Brain and Cognition | 2013
Giovanna Mioni; G. Mattalia; Franca Stablum
In this study, we investigated time perception in patients with traumatic brain injury (TBI). Fifteen TBI patients and 15 matched healthy controls participated in the study. Participants were tested with durations above and below 1s on three different temporal tasks that involved time reproduction, production, and discrimination tasks. Data variables analyzed included amount of errors, relative errors, and coefficient of variation. Both groups completed a neuropsychological battery that included measures of attention, working memory, and executive functions. Results revealed significant differences between groups on the time reproduction and discrimination tasks, whereas groups showed similar performance on the time production task. Correlation analyses showed involvement of attention, working memory and executive functions on the time reproduction and time discrimination tasks, but there was no involvement on the time production task. These findings suggest that TBI does not impact specific temporal function. Rather, impairments in attention, working memory and executive function abilities may explain lower temporal performance in people with TBI.

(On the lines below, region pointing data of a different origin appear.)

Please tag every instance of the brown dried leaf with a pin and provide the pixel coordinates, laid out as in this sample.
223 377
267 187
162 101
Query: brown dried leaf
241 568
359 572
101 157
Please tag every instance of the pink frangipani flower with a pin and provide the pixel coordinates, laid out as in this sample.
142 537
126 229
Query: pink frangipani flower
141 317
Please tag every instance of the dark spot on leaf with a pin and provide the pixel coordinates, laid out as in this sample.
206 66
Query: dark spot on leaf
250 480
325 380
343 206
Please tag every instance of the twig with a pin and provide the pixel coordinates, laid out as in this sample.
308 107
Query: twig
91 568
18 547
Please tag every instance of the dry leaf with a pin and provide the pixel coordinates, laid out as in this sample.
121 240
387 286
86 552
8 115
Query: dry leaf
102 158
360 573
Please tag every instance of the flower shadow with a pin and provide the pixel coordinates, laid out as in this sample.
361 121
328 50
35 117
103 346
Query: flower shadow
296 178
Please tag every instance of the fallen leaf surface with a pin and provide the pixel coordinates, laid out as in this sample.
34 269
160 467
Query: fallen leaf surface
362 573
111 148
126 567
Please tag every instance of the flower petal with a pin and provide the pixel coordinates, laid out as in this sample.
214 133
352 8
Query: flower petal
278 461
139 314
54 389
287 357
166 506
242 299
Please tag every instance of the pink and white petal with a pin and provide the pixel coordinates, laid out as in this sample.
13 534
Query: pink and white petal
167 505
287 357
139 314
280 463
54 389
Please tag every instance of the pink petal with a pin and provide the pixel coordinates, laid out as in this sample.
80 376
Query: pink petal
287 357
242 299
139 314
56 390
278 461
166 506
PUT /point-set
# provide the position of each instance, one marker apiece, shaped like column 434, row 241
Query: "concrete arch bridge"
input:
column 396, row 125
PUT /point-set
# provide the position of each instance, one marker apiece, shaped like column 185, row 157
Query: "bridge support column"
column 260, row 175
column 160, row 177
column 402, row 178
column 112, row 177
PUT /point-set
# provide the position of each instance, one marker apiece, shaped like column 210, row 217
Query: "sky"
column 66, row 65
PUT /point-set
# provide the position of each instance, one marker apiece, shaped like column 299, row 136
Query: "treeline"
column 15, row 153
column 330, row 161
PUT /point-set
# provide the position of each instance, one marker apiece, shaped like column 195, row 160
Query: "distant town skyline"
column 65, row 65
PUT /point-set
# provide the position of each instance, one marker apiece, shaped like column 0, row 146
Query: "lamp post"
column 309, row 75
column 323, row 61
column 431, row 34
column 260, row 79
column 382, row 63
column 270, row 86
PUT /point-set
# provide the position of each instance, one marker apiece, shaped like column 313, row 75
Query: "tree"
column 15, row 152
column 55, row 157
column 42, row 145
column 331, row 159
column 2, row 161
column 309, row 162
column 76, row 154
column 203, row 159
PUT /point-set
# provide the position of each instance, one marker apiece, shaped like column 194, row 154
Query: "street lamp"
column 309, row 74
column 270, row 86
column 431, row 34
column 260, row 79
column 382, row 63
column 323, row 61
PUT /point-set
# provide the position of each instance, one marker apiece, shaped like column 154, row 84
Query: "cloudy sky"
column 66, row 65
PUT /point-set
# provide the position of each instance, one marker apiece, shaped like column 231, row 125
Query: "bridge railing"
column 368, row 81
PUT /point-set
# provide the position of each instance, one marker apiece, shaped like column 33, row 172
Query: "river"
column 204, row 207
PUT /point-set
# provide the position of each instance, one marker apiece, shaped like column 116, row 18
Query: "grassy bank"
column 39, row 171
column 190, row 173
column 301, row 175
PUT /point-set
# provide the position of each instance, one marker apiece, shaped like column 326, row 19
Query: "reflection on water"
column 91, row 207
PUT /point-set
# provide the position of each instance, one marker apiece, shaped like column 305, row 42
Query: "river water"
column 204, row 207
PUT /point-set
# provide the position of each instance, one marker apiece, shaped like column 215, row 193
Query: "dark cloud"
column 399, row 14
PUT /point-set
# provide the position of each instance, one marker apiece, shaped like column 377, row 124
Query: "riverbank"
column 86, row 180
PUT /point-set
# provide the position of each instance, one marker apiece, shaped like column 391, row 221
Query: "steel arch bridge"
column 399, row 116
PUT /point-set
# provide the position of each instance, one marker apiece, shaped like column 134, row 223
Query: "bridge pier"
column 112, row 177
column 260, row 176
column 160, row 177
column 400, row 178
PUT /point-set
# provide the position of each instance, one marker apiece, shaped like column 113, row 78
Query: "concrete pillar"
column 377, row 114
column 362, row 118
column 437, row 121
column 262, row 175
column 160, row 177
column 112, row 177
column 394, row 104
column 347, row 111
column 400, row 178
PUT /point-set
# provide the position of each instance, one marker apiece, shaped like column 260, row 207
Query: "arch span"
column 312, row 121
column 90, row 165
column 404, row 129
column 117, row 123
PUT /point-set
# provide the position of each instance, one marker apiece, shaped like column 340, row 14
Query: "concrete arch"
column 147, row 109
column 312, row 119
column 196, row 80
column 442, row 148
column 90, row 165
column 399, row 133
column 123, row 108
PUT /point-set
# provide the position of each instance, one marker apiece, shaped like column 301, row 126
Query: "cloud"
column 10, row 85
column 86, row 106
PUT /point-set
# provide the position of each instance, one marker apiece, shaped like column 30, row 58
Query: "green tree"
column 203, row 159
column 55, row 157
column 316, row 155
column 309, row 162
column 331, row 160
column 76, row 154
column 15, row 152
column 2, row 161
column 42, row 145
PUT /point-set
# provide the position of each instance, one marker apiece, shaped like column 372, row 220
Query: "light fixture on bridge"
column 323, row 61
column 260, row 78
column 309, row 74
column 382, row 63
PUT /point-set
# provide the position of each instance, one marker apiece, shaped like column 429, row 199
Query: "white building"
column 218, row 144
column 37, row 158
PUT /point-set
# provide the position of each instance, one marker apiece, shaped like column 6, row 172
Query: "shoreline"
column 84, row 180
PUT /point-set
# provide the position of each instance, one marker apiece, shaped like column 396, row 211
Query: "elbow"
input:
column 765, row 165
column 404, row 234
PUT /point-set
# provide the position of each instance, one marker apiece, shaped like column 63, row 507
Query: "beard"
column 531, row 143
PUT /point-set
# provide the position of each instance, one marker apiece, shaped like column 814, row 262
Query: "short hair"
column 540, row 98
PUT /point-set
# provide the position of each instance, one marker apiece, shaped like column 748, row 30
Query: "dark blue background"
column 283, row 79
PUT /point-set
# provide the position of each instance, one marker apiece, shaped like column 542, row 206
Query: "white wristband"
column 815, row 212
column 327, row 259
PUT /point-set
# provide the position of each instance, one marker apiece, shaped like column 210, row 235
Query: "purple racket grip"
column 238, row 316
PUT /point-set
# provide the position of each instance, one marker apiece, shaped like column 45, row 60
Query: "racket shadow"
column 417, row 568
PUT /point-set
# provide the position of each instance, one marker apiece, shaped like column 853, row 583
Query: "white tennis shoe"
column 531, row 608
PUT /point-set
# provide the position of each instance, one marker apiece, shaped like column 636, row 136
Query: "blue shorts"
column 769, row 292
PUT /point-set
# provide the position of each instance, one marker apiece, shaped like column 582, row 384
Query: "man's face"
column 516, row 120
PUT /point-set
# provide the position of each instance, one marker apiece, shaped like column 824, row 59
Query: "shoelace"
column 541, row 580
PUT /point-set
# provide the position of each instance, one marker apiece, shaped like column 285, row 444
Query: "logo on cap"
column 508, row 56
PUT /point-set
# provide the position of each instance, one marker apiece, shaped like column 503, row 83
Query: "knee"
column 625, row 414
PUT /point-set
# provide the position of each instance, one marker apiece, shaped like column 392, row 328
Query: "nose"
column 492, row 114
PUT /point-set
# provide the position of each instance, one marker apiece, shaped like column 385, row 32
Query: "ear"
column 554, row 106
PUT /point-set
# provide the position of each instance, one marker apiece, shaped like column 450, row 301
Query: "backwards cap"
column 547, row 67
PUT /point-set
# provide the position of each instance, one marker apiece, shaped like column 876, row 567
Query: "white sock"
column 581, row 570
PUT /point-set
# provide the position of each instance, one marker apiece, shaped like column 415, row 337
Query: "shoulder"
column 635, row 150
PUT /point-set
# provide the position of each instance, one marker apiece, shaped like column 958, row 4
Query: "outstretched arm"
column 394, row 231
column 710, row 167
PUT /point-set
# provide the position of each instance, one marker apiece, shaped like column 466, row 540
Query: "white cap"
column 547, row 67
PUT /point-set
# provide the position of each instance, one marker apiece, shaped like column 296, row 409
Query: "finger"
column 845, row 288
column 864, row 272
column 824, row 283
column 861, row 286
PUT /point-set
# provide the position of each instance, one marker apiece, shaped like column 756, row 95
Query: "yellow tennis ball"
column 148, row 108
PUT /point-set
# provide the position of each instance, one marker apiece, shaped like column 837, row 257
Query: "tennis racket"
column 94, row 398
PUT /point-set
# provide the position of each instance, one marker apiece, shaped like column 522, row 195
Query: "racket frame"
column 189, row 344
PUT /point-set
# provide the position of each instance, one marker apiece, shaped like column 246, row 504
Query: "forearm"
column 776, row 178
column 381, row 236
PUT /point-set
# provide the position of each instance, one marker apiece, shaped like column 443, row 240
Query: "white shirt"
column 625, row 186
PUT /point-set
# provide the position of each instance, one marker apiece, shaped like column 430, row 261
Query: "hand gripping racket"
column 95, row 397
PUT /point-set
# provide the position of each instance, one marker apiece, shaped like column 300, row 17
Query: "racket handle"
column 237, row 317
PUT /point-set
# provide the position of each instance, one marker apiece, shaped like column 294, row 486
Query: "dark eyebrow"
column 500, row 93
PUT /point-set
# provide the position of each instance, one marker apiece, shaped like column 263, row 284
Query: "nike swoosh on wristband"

Experimental Brain Research | 2001
Roberto Dell'Acqua; Franca Stablum; S. Galbiati; G. Spannocchi; C. Cerri
Abstract. Two dual-task experiments are reported bearing on the issue of slower processing time for severe chronic closed-head injury (CHI) patients compared to matched controls. In the first experiment, a classical psychological refractory period (PRP) paradigm was employed, in which two sequential stimuli, a pure tone and a colored dot, were presented at variable stimulus onset asynchronies (SOAs), each associated with a distinct task. The task on the tone required a speeded vocal response based on pitch, and the task on the colored dot required a speeded manual response based on color. In the second experiment, either one or three masked letters was presented, followed by a pure tone at variable SOAs. The task on the letters required a delayed report of the letters at the end of each trial. The task on the tone required an immediate manual response based on pitch. In both experiments, both CHI patients and matched controls reported an SOA-locked slowing of the speeded response to the second stimulus, a PRP effect. The PRP effect was more substantial for CHI patients than for matched controls, suggesting that a component of the slower processing time for CHI patients was related to a selective increase in temporal demands for central processing of the stimuli.